Marie Tifo : Regard sur le Nouveau Monde
Scène

Marie Tifo : Regard sur le Nouveau Monde

Marie Tifo, pour créer et interpréter Marie de l’Incarnation ou la déraison d’amour, s’est plongée dans la correspondance d’une femme hors du commun, dont elle parle avec chaleur.

Le projet menant à ce spectacle mijote depuis longtemps. Début des années 80, Jean-Daniel Lafond, qui signe le texte en collaboration avec Marie Tifo, en touche un mot à l’interprète: créer une oeuvre à partir de la correspondance de Marie Guyart, dite Marie de l’Incarnation (1599-1672). À partir de 2003, le tout démarre véritablement. "On a passé trois mois à lire 800 lettres de Marie de l’Incarnation et à en faire un montage, explique Marie Tifo. Je la découvrais et j’étais de plus en plus intéressée; on se disait constamment: "Quel personnage invraisemblable…"" Résultat: un film, Folle de Dieu, et une pièce, Marie de l’Incarnation ou la déraison d’amour, mise en scène par Lorraine Pintal et jouée ces jours-ci.

Quittant la France en 1639, Marie de l’Incarnation, toute sa vie, écrit à son fils resté au pays. Lisant ses lettres, la comédienne découvre une femme exceptionnelle. "C’était une femme vraiment moderne, ayant un grand désir de liberté. Elle avait eu une vision du Canada où elle devait aller évangéliser les petites filles, et à partir de là, c’est comme un rouleau compresseur… Quand elle avait une idée, il fallait qu’elle aille jusqu’au bout. C’était une femme d’action: elle traverse l’océan – c’était beaucoup plus dangereux de traverser la mer à cette époque que de s’en aller sur la lune en ce moment -, et arrive dans une contrée inconnue, avec ce désir d’apporter la parole divine. Elle a fondé et dirigé le couvent des Ursulines, elle a écrit des dictionnaires en algonquin, en iroquois, des catéchismes, des chants religieux, elle enseignait… En même temps, c’est quelqu’un qui a une relation amoureuse exceptionnelle avec Dieu : cet amour total est une recherche, en fait, de perfection. Cette quête spirituelle, c’est ce qui la fait si singulière. Et moi, ça me remplit, humainement parlant. En général, j’ai beaucoup d’angoisse face à une production théâtrale, et là, je me sens en paix. Cet amour tellement immense, pour moi, c’est admirable."

Retraçant le parcours de Marie de l’Incarnation, le spectacle présente en même temps un témoignage unique. "C’est aussi une chronique de l’histoire de la construction de notre pays, et ça c’est fantastique. C’est intéressant de savoir tout ce qui s’est passé à Québec, à cette période-là. Et quand elle essaye d’expliquer à son fils sa relation avec Dieu, quand elle décrit les transes mystiques, c’est d’une telle beauté… c’est incroyable. C’est véritablement la première femme écrivaine au pays. On ne sait pas quel trésor c’était, cette femme-là!"

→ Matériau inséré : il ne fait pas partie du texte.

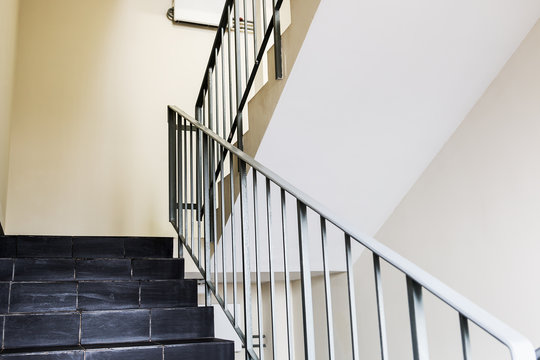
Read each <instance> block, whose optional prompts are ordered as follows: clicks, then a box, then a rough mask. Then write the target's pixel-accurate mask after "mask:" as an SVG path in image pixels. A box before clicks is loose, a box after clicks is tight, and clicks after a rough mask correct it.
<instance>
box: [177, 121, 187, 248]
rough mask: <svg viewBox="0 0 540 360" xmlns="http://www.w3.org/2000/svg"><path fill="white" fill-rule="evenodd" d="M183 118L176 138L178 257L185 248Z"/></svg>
mask: <svg viewBox="0 0 540 360" xmlns="http://www.w3.org/2000/svg"><path fill="white" fill-rule="evenodd" d="M182 119H183V118H182V116H180V115H178V126H177V128H176V137H177V141H178V169H177V172H178V184H177V186H178V240H179V241H178V249H177V251H178V254H177V255H178V257H181V256H182V255H183V246H182V241H180V236H182V237H183V238H184V239H185V234H183V232H184V223H183V219H184V213H183V207H184V206H183V204H184V194H183V192H182V191H183V189H184V187H183V184H182V176H183V174H182V168H183V164H182V159H183V157H182V146H183V144H182Z"/></svg>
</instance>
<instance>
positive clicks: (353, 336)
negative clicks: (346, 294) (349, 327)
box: [345, 234, 359, 360]
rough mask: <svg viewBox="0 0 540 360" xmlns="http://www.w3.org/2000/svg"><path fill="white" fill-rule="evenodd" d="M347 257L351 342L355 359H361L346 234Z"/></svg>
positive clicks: (353, 276) (346, 253)
mask: <svg viewBox="0 0 540 360" xmlns="http://www.w3.org/2000/svg"><path fill="white" fill-rule="evenodd" d="M345 257H346V258H347V290H348V293H349V315H350V321H351V342H352V352H353V360H354V359H359V355H358V354H359V353H358V325H357V322H356V300H355V298H356V297H355V295H354V276H353V268H352V266H353V264H352V258H351V237H350V235H349V234H345Z"/></svg>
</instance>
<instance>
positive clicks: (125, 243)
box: [0, 236, 173, 258]
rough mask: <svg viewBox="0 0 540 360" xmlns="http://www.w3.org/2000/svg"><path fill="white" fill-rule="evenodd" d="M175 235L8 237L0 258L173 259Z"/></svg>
mask: <svg viewBox="0 0 540 360" xmlns="http://www.w3.org/2000/svg"><path fill="white" fill-rule="evenodd" d="M172 249H173V239H172V238H137V237H134V238H122V237H71V236H7V237H4V238H2V239H1V241H0V258H14V257H19V258H53V257H54V258H143V257H146V258H171V257H172V255H173V254H172Z"/></svg>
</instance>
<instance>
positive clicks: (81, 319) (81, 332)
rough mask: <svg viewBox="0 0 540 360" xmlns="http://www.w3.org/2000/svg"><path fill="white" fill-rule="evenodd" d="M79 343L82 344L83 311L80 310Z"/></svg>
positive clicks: (80, 345) (79, 321)
mask: <svg viewBox="0 0 540 360" xmlns="http://www.w3.org/2000/svg"><path fill="white" fill-rule="evenodd" d="M79 345H80V346H82V311H80V312H79Z"/></svg>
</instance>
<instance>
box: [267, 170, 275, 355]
mask: <svg viewBox="0 0 540 360" xmlns="http://www.w3.org/2000/svg"><path fill="white" fill-rule="evenodd" d="M266 223H267V232H268V273H269V275H270V319H271V322H272V359H273V360H275V359H276V332H275V323H274V315H275V314H274V293H275V289H274V288H275V284H274V271H273V270H272V230H271V228H272V202H271V193H270V179H268V178H266Z"/></svg>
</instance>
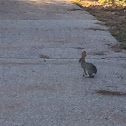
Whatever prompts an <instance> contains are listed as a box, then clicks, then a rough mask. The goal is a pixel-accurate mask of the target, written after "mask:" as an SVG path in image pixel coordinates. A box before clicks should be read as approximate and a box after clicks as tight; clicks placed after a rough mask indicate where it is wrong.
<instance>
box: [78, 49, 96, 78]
mask: <svg viewBox="0 0 126 126" xmlns="http://www.w3.org/2000/svg"><path fill="white" fill-rule="evenodd" d="M85 57H86V52H85V51H84V52H82V57H81V58H80V60H79V62H80V63H81V67H82V68H83V70H84V75H83V76H85V77H86V76H87V77H90V78H91V77H94V75H95V74H96V73H97V68H96V66H94V65H93V64H92V63H88V62H85Z"/></svg>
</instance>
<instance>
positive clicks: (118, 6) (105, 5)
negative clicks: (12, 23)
mask: <svg viewBox="0 0 126 126" xmlns="http://www.w3.org/2000/svg"><path fill="white" fill-rule="evenodd" d="M73 1H74V3H76V4H77V5H78V6H80V7H81V8H83V9H85V10H86V11H88V12H89V13H90V14H92V15H93V16H95V17H96V18H97V19H98V20H100V21H103V22H104V23H105V25H107V26H109V27H110V28H109V30H110V32H111V34H112V35H113V36H114V37H115V38H116V39H117V40H118V41H119V42H120V48H121V49H126V7H122V6H116V5H112V4H100V3H99V2H97V1H96V0H73Z"/></svg>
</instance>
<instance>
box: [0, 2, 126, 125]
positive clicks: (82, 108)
mask: <svg viewBox="0 0 126 126" xmlns="http://www.w3.org/2000/svg"><path fill="white" fill-rule="evenodd" d="M116 44H118V42H117V40H116V39H115V38H114V37H112V36H111V34H110V33H109V32H108V28H107V27H105V26H104V24H103V23H102V22H100V21H98V20H96V18H95V17H93V16H92V15H90V14H89V13H88V12H86V11H84V10H82V9H81V8H79V7H78V6H76V5H74V4H73V3H72V2H71V1H67V0H66V1H63V0H3V1H0V126H125V125H126V51H125V50H120V49H118V47H117V46H116ZM84 50H85V51H87V57H86V61H88V62H92V63H93V64H95V66H96V67H97V69H98V73H97V75H96V77H95V78H84V77H83V76H82V75H83V70H82V68H81V66H80V64H79V62H78V61H79V58H80V57H81V52H82V51H84Z"/></svg>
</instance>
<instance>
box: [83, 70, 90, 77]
mask: <svg viewBox="0 0 126 126" xmlns="http://www.w3.org/2000/svg"><path fill="white" fill-rule="evenodd" d="M88 76H89V75H88V71H86V70H85V69H84V74H83V77H88Z"/></svg>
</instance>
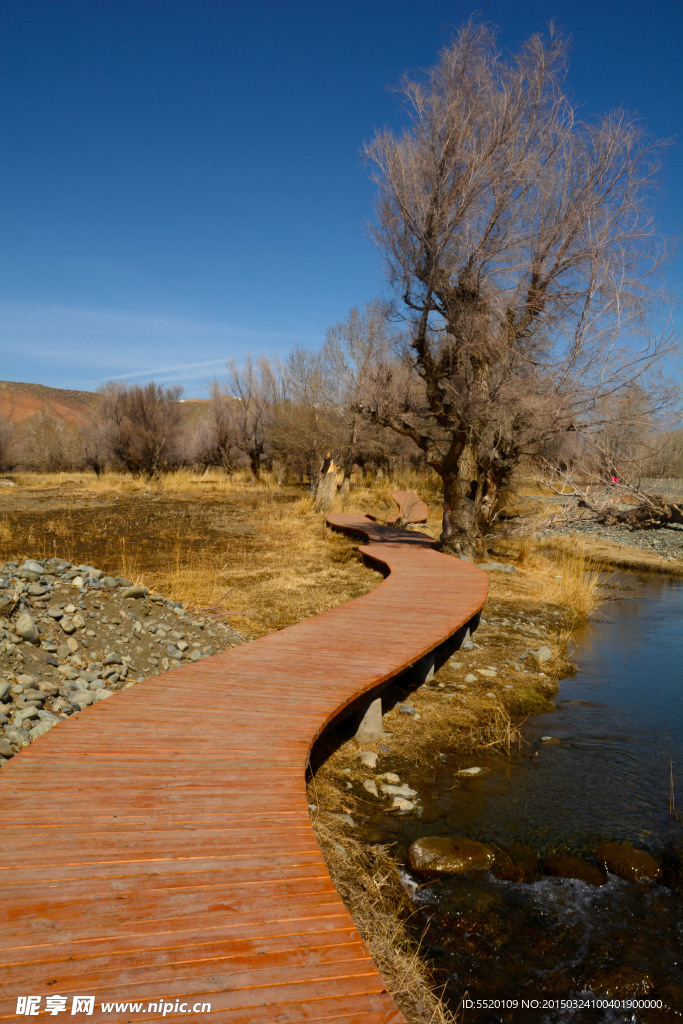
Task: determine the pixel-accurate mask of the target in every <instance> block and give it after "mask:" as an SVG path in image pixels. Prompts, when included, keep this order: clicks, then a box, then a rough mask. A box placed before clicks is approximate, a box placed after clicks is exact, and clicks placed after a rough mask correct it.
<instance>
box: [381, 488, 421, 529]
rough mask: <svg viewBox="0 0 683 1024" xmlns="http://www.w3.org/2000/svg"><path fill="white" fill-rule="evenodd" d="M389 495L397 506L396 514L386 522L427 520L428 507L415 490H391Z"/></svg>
mask: <svg viewBox="0 0 683 1024" xmlns="http://www.w3.org/2000/svg"><path fill="white" fill-rule="evenodd" d="M391 497H392V498H393V500H394V501H395V503H396V505H397V506H398V515H396V516H394V517H393V518H392V519H387V523H388V524H389V525H392V524H393V523H397V522H398V523H407V524H408V523H411V522H427V516H428V515H429V508H428V507H427V505H426V504H425V503H424V502H423V500H422V499H421V498H420V495H418V494H417V493H416V492H415V490H392V493H391Z"/></svg>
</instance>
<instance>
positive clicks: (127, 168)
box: [0, 0, 683, 396]
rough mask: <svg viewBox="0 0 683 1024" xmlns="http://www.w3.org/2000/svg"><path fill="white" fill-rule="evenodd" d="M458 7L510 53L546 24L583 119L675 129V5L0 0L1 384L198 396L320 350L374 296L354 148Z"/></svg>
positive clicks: (364, 221) (680, 271)
mask: <svg viewBox="0 0 683 1024" xmlns="http://www.w3.org/2000/svg"><path fill="white" fill-rule="evenodd" d="M474 10H477V11H478V12H479V13H480V15H481V17H483V18H484V19H486V20H490V22H493V23H494V24H496V25H498V26H499V27H500V30H501V34H500V42H501V45H502V46H503V47H506V48H508V47H509V48H515V47H516V46H517V45H518V44H519V42H520V41H522V40H523V39H525V38H526V37H528V35H530V34H531V33H532V32H536V31H539V30H543V28H544V27H545V26H546V24H547V22H548V20H549V19H550V18H553V19H555V20H556V22H557V23H558V24H559V25H560V26H561V27H563V28H564V29H565V31H566V32H568V33H569V34H570V35H571V37H572V40H573V44H572V57H571V67H570V72H569V80H568V87H569V89H570V92H571V94H572V97H573V99H574V101H577V102H578V103H579V104H580V106H581V111H582V113H583V114H585V115H586V116H589V115H592V114H596V113H597V114H599V113H602V112H604V111H606V110H610V109H612V108H615V106H624V108H626V109H628V110H635V111H638V112H639V114H640V115H642V117H643V118H644V120H645V122H646V123H647V125H648V127H649V129H650V130H651V131H652V132H653V133H654V134H655V135H657V136H659V137H668V136H673V135H676V133H677V132H679V130H680V125H681V73H680V62H681V61H680V52H681V36H682V33H681V27H682V23H683V5H681V3H680V2H679V0H654V2H651V0H650V2H647V3H646V2H644V0H632V2H629V0H620V2H616V0H600V2H595V0H593V2H590V3H589V2H586V0H571V2H570V0H545V2H539V0H525V2H517V0H508V2H504V0H490V2H486V0H482V2H480V3H479V4H478V5H476V6H474V5H468V4H466V3H463V2H460V0H456V2H441V0H420V2H418V0H411V2H408V0H365V2H359V0H300V2H296V3H295V2H287V0H282V2H275V0H252V2H251V3H250V4H247V3H245V2H244V0H243V2H240V3H238V2H232V0H0V46H1V52H0V75H1V82H2V86H1V88H2V99H1V110H0V134H1V136H2V139H3V156H2V158H1V161H0V164H1V166H0V195H1V199H0V231H1V234H0V238H1V239H2V241H1V242H0V356H1V361H0V379H3V380H16V381H33V382H36V383H40V384H48V385H51V386H54V387H68V388H83V389H88V390H90V389H95V388H96V387H97V386H99V384H101V383H102V382H103V381H105V380H109V379H128V380H131V381H145V380H150V379H155V380H157V381H160V382H163V383H169V384H170V383H173V384H182V385H183V386H184V387H185V392H186V394H187V395H188V396H203V395H205V394H206V382H207V380H208V379H209V378H210V377H211V376H212V375H213V374H214V373H216V374H218V375H219V376H220V374H221V372H222V371H223V370H224V361H225V359H226V358H227V357H229V356H231V355H236V356H238V357H239V356H241V355H242V354H246V353H247V352H251V353H254V354H256V353H259V352H261V351H264V352H266V353H273V354H284V353H285V352H286V351H287V350H288V349H289V348H290V347H291V346H292V345H294V344H304V345H311V346H312V345H316V344H319V343H321V342H322V340H323V339H324V337H325V332H326V329H327V328H328V327H330V326H331V325H333V324H335V323H337V322H338V321H340V319H342V318H343V317H344V316H345V315H346V313H347V311H348V309H349V307H350V306H352V305H360V304H362V303H364V302H365V301H367V300H369V299H372V298H374V297H376V296H378V295H381V294H382V293H383V292H385V291H386V290H385V284H384V268H383V264H382V260H381V257H380V255H379V254H378V253H377V251H376V250H375V248H374V246H373V244H372V243H371V242H370V240H369V239H368V236H367V229H366V227H367V224H368V222H369V221H370V220H371V219H372V216H373V196H374V191H373V185H372V183H371V182H370V180H369V178H368V174H367V170H366V169H365V168H364V166H362V164H361V161H360V159H359V156H358V153H359V150H360V147H361V145H362V142H364V140H365V139H367V138H369V137H371V136H372V134H373V133H374V130H375V129H376V128H378V127H381V126H383V125H389V126H396V125H397V123H398V120H397V119H398V109H397V104H396V100H395V97H394V96H393V95H392V93H391V91H390V87H391V86H393V85H395V84H396V83H397V81H398V79H399V77H400V75H401V74H402V72H404V71H405V70H417V69H420V68H427V67H429V66H430V65H431V63H433V61H434V59H435V57H436V54H437V52H438V50H439V48H440V47H441V46H442V45H443V44H444V43H445V42H446V41H447V39H449V37H450V36H451V34H452V32H453V30H454V28H455V27H456V26H458V25H459V24H461V23H462V22H463V20H465V19H467V17H469V16H470V14H471V13H472V12H473V11H474ZM682 144H683V140H681V139H677V140H676V141H675V143H674V144H673V145H672V147H671V150H670V151H669V153H668V156H667V163H666V173H665V178H664V189H663V194H661V196H660V199H659V207H658V210H657V214H658V217H659V219H660V221H661V224H663V228H664V230H665V231H666V233H668V234H670V236H672V234H680V232H681V220H682V218H681V201H680V196H681V187H680V182H681V181H683V156H682V152H683V151H682ZM682 276H683V274H682V273H681V256H680V254H679V255H678V256H677V257H676V259H675V260H674V262H673V263H672V265H671V266H670V268H669V271H668V283H669V286H670V288H671V289H672V290H677V289H678V288H679V286H680V282H681V279H682Z"/></svg>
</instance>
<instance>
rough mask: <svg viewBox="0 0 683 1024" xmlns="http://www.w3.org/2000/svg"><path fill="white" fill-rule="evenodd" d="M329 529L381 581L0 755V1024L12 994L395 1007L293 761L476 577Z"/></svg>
mask: <svg viewBox="0 0 683 1024" xmlns="http://www.w3.org/2000/svg"><path fill="white" fill-rule="evenodd" d="M329 522H330V523H331V524H332V525H333V526H335V527H338V528H343V529H346V530H350V531H354V532H358V534H361V535H365V536H366V537H367V538H368V540H369V542H370V543H369V544H367V545H365V546H364V547H361V549H360V550H361V551H362V552H364V553H365V554H366V555H367V556H368V557H370V558H372V559H374V560H375V561H376V562H379V563H383V564H384V565H385V566H387V567H388V568H389V569H390V574H389V575H388V578H387V579H386V580H385V581H384V582H383V583H381V584H380V585H379V587H378V588H377V589H376V590H375V591H373V592H372V593H370V594H367V595H365V596H362V597H360V598H357V599H356V600H354V601H350V602H348V603H346V604H344V605H341V606H340V607H338V608H334V609H332V610H330V611H326V612H324V613H323V614H319V615H316V616H315V617H314V618H310V620H307V621H305V622H302V623H299V624H297V625H296V626H292V627H289V628H287V629H284V630H282V631H280V632H278V633H274V634H272V635H270V636H267V637H264V638H262V639H260V640H256V641H254V642H252V643H249V644H247V645H245V646H244V647H238V648H234V649H231V650H228V651H225V652H224V653H222V654H218V655H216V656H215V657H211V658H208V659H206V660H204V662H201V663H199V664H197V665H188V666H183V667H182V668H178V669H175V670H173V671H172V672H168V673H166V674H165V675H163V676H159V677H157V678H154V679H148V680H146V681H144V682H143V683H138V684H136V685H135V686H134V687H131V688H130V689H128V690H124V691H123V692H121V693H119V694H117V695H116V696H114V697H112V698H111V699H110V700H103V701H101V702H99V703H96V705H93V706H92V707H90V708H87V709H85V710H84V711H82V712H80V713H79V714H77V715H74V716H73V717H72V718H70V719H68V720H66V721H65V722H63V723H62V724H61V725H60V726H58V727H57V728H55V729H52V730H51V731H50V732H49V733H47V734H46V735H44V736H42V737H41V738H40V739H39V740H38V741H36V742H35V743H34V744H32V745H31V746H29V748H27V749H26V750H25V751H24V752H23V753H22V754H20V755H19V756H17V757H15V758H14V759H12V760H11V761H10V762H8V763H7V764H6V765H5V766H4V767H3V768H2V771H1V772H0V794H1V798H2V803H1V805H0V806H1V808H2V813H1V815H0V1021H5V1020H26V1019H27V1017H29V1014H27V1013H26V1006H25V1005H22V1006H23V1008H24V1012H23V1013H19V1014H17V1013H16V1009H17V997H19V996H22V997H24V996H40V1008H39V1013H38V1014H37V1015H33V1016H34V1019H36V1018H37V1019H38V1020H39V1021H41V1020H42V1021H47V1020H59V1019H60V1018H62V1019H66V1018H67V1017H68V1018H69V1019H70V1020H75V1021H110V1022H116V1024H121V1022H125V1021H146V1022H152V1021H158V1020H162V1019H166V1020H168V1019H175V1020H185V1021H211V1022H225V1024H228V1022H229V1024H280V1022H297V1024H298V1022H314V1021H319V1022H323V1021H325V1022H327V1024H343V1022H348V1024H398V1022H402V1021H404V1018H403V1016H402V1015H401V1013H400V1012H399V1011H398V1010H397V1009H396V1007H395V1004H394V1002H393V1001H392V999H391V998H390V996H389V995H388V994H387V993H386V990H385V986H384V984H383V981H382V979H381V977H380V975H379V973H378V971H377V969H376V968H375V965H374V964H373V962H372V959H371V958H370V955H369V953H368V950H367V949H366V947H365V945H364V943H362V941H361V939H360V937H359V935H358V933H357V931H356V929H355V926H354V924H353V922H352V920H351V918H350V916H349V913H348V911H347V910H346V908H345V906H344V904H343V903H342V901H341V900H340V898H339V895H338V894H337V891H336V890H335V888H334V886H333V884H332V882H331V880H330V877H329V874H328V872H327V869H326V866H325V861H324V859H323V856H322V854H321V851H319V849H318V847H317V844H316V842H315V839H314V836H313V833H312V829H311V825H310V820H309V815H308V809H307V800H306V788H305V778H304V769H305V765H306V760H307V756H308V753H309V751H310V748H311V745H312V743H313V742H314V740H315V739H316V737H317V736H318V735H319V734H321V732H322V731H323V730H324V729H325V727H326V726H327V725H328V724H329V723H330V722H332V721H333V720H334V719H335V718H336V717H337V716H338V715H339V713H340V711H341V710H342V709H344V708H345V707H347V706H348V705H349V703H350V702H351V701H352V700H354V699H355V698H357V697H358V696H359V695H360V694H362V693H370V692H371V691H373V690H374V689H376V688H377V687H380V686H381V685H382V684H383V683H386V681H387V680H388V679H390V678H392V677H393V676H395V675H396V674H397V673H398V672H399V671H401V670H402V669H404V668H407V667H410V666H411V665H412V664H414V663H416V662H417V660H418V659H419V658H420V657H421V656H422V655H423V654H425V653H426V652H427V651H429V650H431V649H433V648H434V647H436V646H437V645H438V644H439V643H440V642H441V641H442V640H444V639H445V638H447V637H450V636H451V635H453V634H454V633H455V632H456V631H457V630H458V628H459V627H461V626H462V625H463V624H465V623H467V622H469V621H470V620H471V618H472V616H473V615H475V614H476V612H477V611H478V610H479V609H480V608H481V606H482V604H483V602H484V600H485V596H486V589H487V580H486V577H485V573H483V572H482V571H481V570H480V569H477V568H476V566H474V565H471V564H470V563H468V562H465V561H460V560H457V559H454V558H449V557H445V556H443V555H440V554H438V553H437V552H435V551H434V550H433V549H432V547H431V542H430V540H429V539H428V538H426V537H425V536H424V535H421V534H415V532H408V531H400V530H396V529H389V528H387V527H385V526H380V525H379V524H377V523H375V522H372V521H371V520H369V519H367V518H366V517H364V516H330V517H329ZM58 996H61V997H62V1000H63V1004H62V1002H61V1001H60V1000H58V999H56V998H55V997H58ZM74 996H91V997H92V996H94V1000H95V1002H94V1010H92V1011H91V1012H89V1013H88V1012H87V1009H86V1011H84V1012H79V1013H77V1014H75V1015H74V1014H73V1013H72V1010H73V997H74ZM48 997H49V999H50V1000H52V1002H51V1004H48V1002H47V999H48ZM65 997H66V998H65ZM105 1001H110V1002H119V1004H123V1002H127V1001H128V1002H139V1004H140V1009H138V1010H133V1009H130V1008H126V1009H123V1008H121V1009H112V1010H110V1011H104V1010H103V1009H101V1004H102V1002H105ZM156 1002H159V1007H160V1009H159V1010H155V1009H152V1005H154V1004H156ZM163 1002H166V1004H167V1007H166V1010H165V1011H164V1010H162V1009H161V1008H162V1004H163ZM201 1004H210V1005H211V1012H210V1013H202V1012H200V1009H199V1007H200V1006H201ZM48 1005H50V1006H51V1007H52V1008H53V1009H54V1007H60V1006H62V1005H63V1006H65V1007H66V1009H63V1010H61V1011H58V1012H55V1013H52V1014H48V1013H47V1012H46V1008H47V1006H48ZM168 1005H170V1006H171V1009H170V1010H169V1006H168ZM183 1007H184V1008H185V1012H184V1013H182V1012H180V1011H181V1009H182V1008H183ZM193 1008H197V1009H193ZM176 1011H177V1012H176Z"/></svg>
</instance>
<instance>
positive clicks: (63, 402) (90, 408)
mask: <svg viewBox="0 0 683 1024" xmlns="http://www.w3.org/2000/svg"><path fill="white" fill-rule="evenodd" d="M94 399H95V395H94V393H93V392H92V391H68V390H67V389H66V388H60V387H45V386H44V385H42V384H20V383H18V382H15V381H0V417H4V418H6V419H9V420H11V421H12V423H15V424H17V423H22V422H23V421H24V420H29V419H30V418H31V417H32V416H35V415H36V413H41V412H43V410H47V412H48V413H50V414H51V415H52V416H54V417H55V418H56V419H59V420H65V421H66V422H67V423H71V424H76V423H80V422H82V421H83V420H84V419H85V418H86V417H87V415H88V412H89V411H90V409H91V407H92V403H93V401H94Z"/></svg>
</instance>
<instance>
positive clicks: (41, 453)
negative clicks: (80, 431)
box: [18, 408, 82, 473]
mask: <svg viewBox="0 0 683 1024" xmlns="http://www.w3.org/2000/svg"><path fill="white" fill-rule="evenodd" d="M18 456H19V459H20V461H22V463H24V464H25V465H26V466H29V467H30V468H31V469H35V470H37V471H38V472H42V473H58V472H61V471H62V470H68V469H73V468H74V467H75V466H77V465H79V463H80V462H81V458H82V451H81V445H80V438H79V434H78V430H77V429H75V428H74V427H72V426H70V425H69V424H68V423H66V422H65V421H63V420H60V419H57V417H55V416H52V414H51V413H50V412H49V410H47V409H46V408H44V409H42V410H41V411H40V412H39V413H36V414H35V415H34V416H32V417H31V419H30V420H27V421H26V423H24V424H23V425H22V431H20V440H19V452H18Z"/></svg>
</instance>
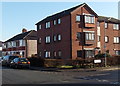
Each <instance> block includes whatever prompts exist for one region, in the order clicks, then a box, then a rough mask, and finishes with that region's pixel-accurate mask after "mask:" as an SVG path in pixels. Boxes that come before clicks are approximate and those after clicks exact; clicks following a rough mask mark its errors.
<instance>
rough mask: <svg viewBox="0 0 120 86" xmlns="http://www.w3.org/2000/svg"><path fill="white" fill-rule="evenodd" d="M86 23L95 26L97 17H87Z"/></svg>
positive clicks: (85, 16) (88, 15)
mask: <svg viewBox="0 0 120 86" xmlns="http://www.w3.org/2000/svg"><path fill="white" fill-rule="evenodd" d="M85 23H89V24H94V23H95V16H93V15H85Z"/></svg>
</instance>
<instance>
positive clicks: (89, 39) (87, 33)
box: [85, 33, 95, 40]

Mais comment jouer une correspondance? "On essaie que ça ne devienne pas trop littéraire, que le récit soit vécu. Alors ce n’est pas seulement raconté, c’est aussi joué. On a misé sur la scénographie, très simple, très pure; on a beaucoup travaillé avec la musique, les éclairages, le mouvement, entre autres pour exprimer physiquement les transes mystiques. On n’a pas travaillé dans le quotidien: on est dans le rituel. C’est beau; je suis vraiment contente."